А ворон все хлопотал. Он усердно носил из леса веточку за веточкой, покуда на берегу не образовалась целая куча хвороста. Маркиза, выйдя из волн, наклонилась над ней, сильно выдохнула, и сухие ветки тотчас вспыхнули. Несмотря на порывистый ветер, костер горел ровно, и пламя почти не колебалось. "Вы согрелись, дорогой граф?" – спросила маркиза. – "Вы знаете, что может меня согреть", – с некоторым раздражением ответил граф.
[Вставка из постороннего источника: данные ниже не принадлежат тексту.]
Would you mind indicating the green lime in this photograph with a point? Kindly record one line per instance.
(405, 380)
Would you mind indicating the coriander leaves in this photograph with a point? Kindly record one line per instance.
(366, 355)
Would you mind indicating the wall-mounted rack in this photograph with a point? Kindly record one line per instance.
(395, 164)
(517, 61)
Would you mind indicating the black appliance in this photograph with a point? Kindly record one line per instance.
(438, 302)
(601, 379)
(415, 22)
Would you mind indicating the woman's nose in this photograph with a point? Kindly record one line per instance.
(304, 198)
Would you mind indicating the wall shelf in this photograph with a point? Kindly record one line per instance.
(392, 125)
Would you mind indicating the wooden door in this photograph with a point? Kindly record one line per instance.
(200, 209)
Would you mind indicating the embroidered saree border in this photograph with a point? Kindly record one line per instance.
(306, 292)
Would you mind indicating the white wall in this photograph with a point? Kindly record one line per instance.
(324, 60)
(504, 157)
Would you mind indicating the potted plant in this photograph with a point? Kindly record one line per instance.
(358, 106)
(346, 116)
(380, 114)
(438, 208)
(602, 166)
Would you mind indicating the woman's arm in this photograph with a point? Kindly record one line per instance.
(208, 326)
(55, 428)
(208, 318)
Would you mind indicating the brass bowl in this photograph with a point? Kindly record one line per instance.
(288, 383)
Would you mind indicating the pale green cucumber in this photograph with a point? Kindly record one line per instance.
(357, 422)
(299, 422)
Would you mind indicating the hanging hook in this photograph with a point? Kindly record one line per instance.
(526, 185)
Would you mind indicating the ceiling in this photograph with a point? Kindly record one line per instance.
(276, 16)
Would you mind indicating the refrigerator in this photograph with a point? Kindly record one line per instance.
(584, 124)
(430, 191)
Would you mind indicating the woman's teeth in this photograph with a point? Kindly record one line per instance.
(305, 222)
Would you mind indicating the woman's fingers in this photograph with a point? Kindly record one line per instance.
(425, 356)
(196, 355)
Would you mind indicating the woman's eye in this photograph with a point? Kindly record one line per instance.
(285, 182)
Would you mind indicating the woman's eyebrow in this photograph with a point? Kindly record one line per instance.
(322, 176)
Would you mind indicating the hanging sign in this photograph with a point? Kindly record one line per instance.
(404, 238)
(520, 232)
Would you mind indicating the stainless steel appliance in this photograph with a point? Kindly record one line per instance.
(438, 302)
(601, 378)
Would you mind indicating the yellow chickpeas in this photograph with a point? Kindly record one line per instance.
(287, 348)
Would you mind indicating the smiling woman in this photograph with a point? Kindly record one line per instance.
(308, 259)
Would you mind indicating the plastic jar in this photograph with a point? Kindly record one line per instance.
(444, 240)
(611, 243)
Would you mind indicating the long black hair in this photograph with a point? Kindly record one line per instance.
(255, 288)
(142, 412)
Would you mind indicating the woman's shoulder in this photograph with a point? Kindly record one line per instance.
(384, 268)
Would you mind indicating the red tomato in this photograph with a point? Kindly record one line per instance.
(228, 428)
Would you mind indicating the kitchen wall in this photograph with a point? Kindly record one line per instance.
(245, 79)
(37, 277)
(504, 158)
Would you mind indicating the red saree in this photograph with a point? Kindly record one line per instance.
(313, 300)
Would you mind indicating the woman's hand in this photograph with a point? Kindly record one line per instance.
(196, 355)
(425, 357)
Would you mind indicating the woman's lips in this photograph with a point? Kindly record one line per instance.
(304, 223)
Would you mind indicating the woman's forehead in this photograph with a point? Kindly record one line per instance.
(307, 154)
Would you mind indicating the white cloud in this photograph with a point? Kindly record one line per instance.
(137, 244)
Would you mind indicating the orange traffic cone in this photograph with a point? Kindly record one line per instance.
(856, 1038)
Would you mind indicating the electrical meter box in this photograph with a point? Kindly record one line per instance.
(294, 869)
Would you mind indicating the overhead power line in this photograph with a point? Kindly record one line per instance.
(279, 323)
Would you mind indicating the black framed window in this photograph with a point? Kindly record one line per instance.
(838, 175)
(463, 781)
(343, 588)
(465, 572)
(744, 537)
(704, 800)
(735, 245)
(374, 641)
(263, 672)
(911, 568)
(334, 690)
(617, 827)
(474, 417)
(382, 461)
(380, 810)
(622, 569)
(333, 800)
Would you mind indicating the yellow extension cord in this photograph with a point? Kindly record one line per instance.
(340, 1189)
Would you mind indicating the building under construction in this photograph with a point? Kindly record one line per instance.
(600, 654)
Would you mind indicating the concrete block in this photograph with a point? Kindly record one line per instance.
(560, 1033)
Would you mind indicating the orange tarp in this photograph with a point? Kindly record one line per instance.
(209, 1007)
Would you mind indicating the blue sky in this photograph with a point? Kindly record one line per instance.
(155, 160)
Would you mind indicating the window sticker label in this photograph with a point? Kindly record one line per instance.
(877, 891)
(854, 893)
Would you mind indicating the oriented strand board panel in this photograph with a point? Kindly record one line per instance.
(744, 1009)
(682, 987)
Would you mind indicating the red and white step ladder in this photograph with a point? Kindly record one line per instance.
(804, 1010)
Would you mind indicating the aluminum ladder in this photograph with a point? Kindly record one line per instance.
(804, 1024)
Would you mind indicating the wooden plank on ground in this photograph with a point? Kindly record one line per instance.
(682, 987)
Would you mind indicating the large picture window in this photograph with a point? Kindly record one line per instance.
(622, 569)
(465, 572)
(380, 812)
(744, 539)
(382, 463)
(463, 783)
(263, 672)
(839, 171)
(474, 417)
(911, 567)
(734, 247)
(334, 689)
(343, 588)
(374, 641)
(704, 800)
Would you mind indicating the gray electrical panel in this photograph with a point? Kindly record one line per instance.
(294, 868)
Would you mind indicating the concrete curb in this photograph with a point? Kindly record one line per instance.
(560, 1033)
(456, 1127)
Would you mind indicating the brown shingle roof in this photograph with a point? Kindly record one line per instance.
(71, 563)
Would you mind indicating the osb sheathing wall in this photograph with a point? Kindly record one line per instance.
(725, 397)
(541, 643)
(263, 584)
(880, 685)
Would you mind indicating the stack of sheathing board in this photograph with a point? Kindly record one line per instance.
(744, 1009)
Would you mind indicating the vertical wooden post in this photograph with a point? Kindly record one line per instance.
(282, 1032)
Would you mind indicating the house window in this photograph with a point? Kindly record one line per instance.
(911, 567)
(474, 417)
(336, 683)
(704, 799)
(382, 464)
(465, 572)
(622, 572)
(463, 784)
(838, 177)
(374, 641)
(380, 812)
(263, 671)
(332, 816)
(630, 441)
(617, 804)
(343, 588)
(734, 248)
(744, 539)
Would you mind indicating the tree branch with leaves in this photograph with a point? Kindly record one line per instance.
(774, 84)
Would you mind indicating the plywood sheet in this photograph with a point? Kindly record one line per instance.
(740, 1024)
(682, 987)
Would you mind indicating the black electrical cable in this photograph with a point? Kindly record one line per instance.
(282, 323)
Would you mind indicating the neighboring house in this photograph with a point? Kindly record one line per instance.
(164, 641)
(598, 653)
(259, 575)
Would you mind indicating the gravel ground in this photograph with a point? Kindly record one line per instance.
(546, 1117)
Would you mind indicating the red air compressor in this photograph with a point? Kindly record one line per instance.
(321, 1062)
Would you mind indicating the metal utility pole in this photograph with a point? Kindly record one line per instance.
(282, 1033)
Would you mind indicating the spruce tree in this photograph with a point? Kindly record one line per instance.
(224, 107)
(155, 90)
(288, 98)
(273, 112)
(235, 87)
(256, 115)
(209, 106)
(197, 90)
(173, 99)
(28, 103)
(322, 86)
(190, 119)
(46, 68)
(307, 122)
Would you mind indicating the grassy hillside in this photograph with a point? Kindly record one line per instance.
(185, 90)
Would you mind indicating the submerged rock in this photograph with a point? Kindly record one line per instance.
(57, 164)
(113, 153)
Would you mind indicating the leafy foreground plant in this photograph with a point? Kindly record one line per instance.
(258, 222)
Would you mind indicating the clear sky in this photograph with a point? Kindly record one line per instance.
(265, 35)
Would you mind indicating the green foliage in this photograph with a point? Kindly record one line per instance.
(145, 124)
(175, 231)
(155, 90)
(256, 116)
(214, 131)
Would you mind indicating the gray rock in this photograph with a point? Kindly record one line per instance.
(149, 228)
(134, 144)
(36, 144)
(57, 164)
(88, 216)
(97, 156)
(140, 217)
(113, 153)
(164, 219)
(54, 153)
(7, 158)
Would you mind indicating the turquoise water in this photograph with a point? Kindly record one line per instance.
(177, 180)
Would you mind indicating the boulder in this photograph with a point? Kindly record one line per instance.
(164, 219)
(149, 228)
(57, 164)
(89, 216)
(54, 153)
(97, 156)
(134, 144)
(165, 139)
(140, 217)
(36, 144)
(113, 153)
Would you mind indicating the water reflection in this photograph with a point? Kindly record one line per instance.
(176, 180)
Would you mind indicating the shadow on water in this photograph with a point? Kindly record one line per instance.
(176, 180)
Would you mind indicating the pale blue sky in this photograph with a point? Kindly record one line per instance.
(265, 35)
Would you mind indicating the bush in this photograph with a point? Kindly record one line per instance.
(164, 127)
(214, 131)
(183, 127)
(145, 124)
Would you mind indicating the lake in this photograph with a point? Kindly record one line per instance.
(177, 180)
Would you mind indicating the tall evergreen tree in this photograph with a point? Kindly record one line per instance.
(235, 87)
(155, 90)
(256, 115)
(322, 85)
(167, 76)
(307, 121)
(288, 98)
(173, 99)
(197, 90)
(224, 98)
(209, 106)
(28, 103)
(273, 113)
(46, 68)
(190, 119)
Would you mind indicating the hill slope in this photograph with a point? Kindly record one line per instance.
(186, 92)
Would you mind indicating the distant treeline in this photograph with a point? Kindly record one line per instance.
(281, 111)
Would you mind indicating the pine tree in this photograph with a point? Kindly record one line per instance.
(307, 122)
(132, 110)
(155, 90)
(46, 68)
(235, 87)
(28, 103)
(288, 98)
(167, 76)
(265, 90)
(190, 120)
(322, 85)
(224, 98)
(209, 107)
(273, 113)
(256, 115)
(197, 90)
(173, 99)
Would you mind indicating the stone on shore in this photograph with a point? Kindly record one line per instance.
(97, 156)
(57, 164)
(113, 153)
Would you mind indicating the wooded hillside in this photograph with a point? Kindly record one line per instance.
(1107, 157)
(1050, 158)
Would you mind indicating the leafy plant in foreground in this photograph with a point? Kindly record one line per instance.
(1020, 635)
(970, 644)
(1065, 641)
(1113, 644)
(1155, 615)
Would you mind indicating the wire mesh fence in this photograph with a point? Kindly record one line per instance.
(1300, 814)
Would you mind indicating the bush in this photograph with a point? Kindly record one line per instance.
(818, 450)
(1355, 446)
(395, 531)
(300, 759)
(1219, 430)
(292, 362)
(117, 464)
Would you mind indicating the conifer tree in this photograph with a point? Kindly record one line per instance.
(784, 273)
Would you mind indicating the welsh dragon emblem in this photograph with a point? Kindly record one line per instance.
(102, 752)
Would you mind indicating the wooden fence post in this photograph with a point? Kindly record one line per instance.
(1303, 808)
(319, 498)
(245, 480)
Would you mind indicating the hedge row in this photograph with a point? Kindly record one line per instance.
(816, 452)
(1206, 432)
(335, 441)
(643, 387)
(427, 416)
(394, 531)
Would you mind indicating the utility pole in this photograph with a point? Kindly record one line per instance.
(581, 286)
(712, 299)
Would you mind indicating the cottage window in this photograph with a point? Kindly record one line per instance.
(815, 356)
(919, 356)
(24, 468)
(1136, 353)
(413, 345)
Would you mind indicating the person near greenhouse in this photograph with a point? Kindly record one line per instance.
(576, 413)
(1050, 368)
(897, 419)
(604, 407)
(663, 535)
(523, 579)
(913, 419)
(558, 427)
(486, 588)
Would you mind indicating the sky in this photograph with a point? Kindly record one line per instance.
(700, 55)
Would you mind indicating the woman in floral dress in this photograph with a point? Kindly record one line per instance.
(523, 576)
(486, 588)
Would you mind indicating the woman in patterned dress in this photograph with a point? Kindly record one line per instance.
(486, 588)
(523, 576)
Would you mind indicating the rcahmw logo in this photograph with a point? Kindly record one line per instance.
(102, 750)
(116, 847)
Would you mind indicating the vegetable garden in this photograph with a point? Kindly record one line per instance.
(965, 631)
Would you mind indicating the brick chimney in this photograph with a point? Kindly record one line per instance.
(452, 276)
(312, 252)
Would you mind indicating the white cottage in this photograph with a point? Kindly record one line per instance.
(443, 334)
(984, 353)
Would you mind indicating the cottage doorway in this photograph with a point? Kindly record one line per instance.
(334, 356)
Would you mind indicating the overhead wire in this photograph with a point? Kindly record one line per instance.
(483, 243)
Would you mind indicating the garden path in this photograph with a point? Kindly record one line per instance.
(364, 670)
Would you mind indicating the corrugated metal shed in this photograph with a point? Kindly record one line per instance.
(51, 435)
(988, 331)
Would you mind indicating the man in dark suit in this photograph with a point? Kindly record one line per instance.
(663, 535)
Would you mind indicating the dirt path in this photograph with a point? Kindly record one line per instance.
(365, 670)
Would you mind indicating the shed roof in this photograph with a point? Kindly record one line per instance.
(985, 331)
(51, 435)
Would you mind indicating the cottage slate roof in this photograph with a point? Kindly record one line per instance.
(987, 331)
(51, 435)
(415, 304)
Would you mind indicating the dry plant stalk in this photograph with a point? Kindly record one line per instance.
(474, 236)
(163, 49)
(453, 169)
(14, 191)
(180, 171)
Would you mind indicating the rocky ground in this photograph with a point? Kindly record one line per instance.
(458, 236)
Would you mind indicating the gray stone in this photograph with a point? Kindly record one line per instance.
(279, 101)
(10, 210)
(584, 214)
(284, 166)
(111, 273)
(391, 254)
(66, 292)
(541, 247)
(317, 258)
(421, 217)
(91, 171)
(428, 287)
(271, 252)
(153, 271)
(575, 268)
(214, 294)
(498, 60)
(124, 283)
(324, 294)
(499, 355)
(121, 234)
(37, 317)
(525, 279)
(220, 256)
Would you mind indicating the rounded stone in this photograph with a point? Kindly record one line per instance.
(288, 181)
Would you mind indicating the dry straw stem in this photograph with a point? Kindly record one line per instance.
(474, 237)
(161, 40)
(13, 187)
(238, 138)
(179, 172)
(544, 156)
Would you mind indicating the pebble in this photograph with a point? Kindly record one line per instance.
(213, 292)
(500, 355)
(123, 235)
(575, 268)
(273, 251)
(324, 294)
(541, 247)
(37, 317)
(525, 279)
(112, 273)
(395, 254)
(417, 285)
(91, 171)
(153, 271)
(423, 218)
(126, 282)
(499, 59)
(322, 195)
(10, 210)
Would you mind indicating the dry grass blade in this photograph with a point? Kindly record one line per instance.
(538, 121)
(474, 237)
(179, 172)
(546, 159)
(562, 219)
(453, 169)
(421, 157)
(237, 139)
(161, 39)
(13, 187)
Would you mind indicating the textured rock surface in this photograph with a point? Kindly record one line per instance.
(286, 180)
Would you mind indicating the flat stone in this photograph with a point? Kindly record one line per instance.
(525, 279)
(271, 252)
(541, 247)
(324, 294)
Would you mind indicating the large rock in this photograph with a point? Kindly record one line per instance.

"Завтра бал у Ченстоховских. Их единственная дочь – Катаржина.... Знаете, о чем она мечтает, если, конечно, верить ее духовнику, этому восторженному отцу Ксаверию? Умереть за кого-нибудь. И вот день и ночь бедняжка думает о том, как принести себя в жертву. За кого и как? Десятки историй роятся в ее бедной головке, а годы идут и все не является тот, кому можно отдать жизнь. Не руку и сердце, жизнь». – "Странное желание", – заметил граф, глядя на догорающий костер. "И тому есть причина. Однажды в детстве, дразня влюбленного в нее мальчика, она сказала: "А ты прыгнешь за меня в колодец?" И бедный мальчик прыгнул. Разбился насмерть. Все решили: несчастный случай. И только отец Ксаверий знает правду. Он советовал ей уйти в монастырь, но я запретила ему настаивать. Она понадобится нам для иного. Видите, я думала о Вас". – "Как звали бедного мальчика?" – "Марек. А зачем Вам?" – "Да так. Просто я кое о чем подумал".
Сон 6
Панне Катаржине было 20 лет. Высокая, немного полная, но очень стройная, с заплетенными в длинную косу белокурыми вьющимися волосами, нежным румянцем на продолговатом чуть загоревшем на северном солнце лице, идеально правильными, точно у античной статуи чертами, – все в ней воплощало классические представления о гармонии и красоте. И только глаза, светло-серые, чуть водянистые, смотрящие мимо и сквозь, в никуда, производили странное впечатление. Она была нелюдима и холодна, и ее отрешенность и замкнутость совсем не вязались с ее цветущим, исполненным жизненной силы обликом. Она была богатой невестой, к ней сватались, но она отказывала всем, а родители не хотели принуждать единственную дочь к замужеству.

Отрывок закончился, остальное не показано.